Felix von Leitner wrote:
>
> Thus spake asantos ([EMAIL PROTECTED]):
> > I find MySQL to be reliable and stable.
>
> Good luck to you, then.
> You will need it.
You may be wishing alot of people luck as I've used it fir 18 months
with no problems ....
>
> > I only keep logs for 6 months, so in
> > the last 6 months I've had MySQL 3.22.23 running for vpopmail-3.4.11-2 over
> > qmail-1.03+ezmlm-0.53, managing more than 260 virtual domains (about 500
> > Maildirs, many of which are "catch-all" accounts for a single domain), with
> > a overall trafic of more than 85000 messages a month, of which roughly 90%
> > are incoming. Not a single failure in the above software. That's on Linux
> > 2.2.14 SMP.
>
> > Is this the cue for "profile, don't speculate"?
>
> If your servers never crash and you never have unexpected hardware
> failures, mysql may be for you.
>
> Mysql users are consistently being bitten by data loss when one of their
> servers crashes. Mysql is notorious for being "SQL for kids", i.e. fine
> for playing around but not for production use. Use an SQL database that
> offers transactional integrity instead.
I wont ask why ....
Why the negative attitude, many people use MySQL with qmail / vpopmail
combo with very few problems.
Please, suggest idea's, based on facts, without hersay and insults.

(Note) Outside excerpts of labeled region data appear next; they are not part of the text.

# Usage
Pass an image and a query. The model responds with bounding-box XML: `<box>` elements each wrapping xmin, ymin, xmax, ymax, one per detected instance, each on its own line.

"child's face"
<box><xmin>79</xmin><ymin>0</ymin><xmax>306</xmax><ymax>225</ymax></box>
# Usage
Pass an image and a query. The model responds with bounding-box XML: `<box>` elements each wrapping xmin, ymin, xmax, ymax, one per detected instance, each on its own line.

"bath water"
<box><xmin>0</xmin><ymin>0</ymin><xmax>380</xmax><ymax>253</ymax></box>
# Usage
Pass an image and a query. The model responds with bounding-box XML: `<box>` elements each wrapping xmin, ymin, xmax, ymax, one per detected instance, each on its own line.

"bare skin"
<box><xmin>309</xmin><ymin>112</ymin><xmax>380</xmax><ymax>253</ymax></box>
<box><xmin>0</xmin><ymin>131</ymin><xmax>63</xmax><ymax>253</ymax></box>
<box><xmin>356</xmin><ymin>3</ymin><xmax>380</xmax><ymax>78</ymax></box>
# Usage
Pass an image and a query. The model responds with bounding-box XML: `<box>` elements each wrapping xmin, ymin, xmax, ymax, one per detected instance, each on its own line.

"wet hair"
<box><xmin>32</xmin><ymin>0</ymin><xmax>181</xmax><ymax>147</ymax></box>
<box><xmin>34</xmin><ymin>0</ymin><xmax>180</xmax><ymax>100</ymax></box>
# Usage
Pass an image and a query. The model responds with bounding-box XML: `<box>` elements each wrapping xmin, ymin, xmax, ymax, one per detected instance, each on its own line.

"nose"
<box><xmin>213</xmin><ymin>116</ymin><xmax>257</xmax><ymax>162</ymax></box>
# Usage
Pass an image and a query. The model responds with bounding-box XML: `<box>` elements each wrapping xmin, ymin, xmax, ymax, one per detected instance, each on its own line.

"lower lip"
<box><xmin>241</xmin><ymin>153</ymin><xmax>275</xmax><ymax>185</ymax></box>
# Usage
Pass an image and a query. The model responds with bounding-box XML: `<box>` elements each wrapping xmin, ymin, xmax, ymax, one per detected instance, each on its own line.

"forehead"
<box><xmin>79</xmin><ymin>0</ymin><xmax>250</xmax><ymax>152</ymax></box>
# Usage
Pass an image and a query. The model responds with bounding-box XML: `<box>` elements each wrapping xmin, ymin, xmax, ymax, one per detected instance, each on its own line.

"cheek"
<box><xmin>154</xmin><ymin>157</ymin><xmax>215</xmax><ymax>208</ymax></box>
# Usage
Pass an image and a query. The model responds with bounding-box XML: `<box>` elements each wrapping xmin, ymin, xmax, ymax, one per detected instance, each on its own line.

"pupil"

Otherwise you just appear as a ranter with a chip on his / her shoulder.
Greg
>
> Mysql recently added transactional integrity by integrating Berkeley DB,
> which is the single database that caused the most data loss on all of my
> machines combined. I would never use anything relying on Berkeley DB
> ever again. You just need to look at their source code to see what I
> mean.
>
> But in the end, the choice is yours. But don't whine when you use Mysql
> and lose all your data eventually. Keep good and current backups. If
> your data are read-only, then Mysql may even be a prudent choice.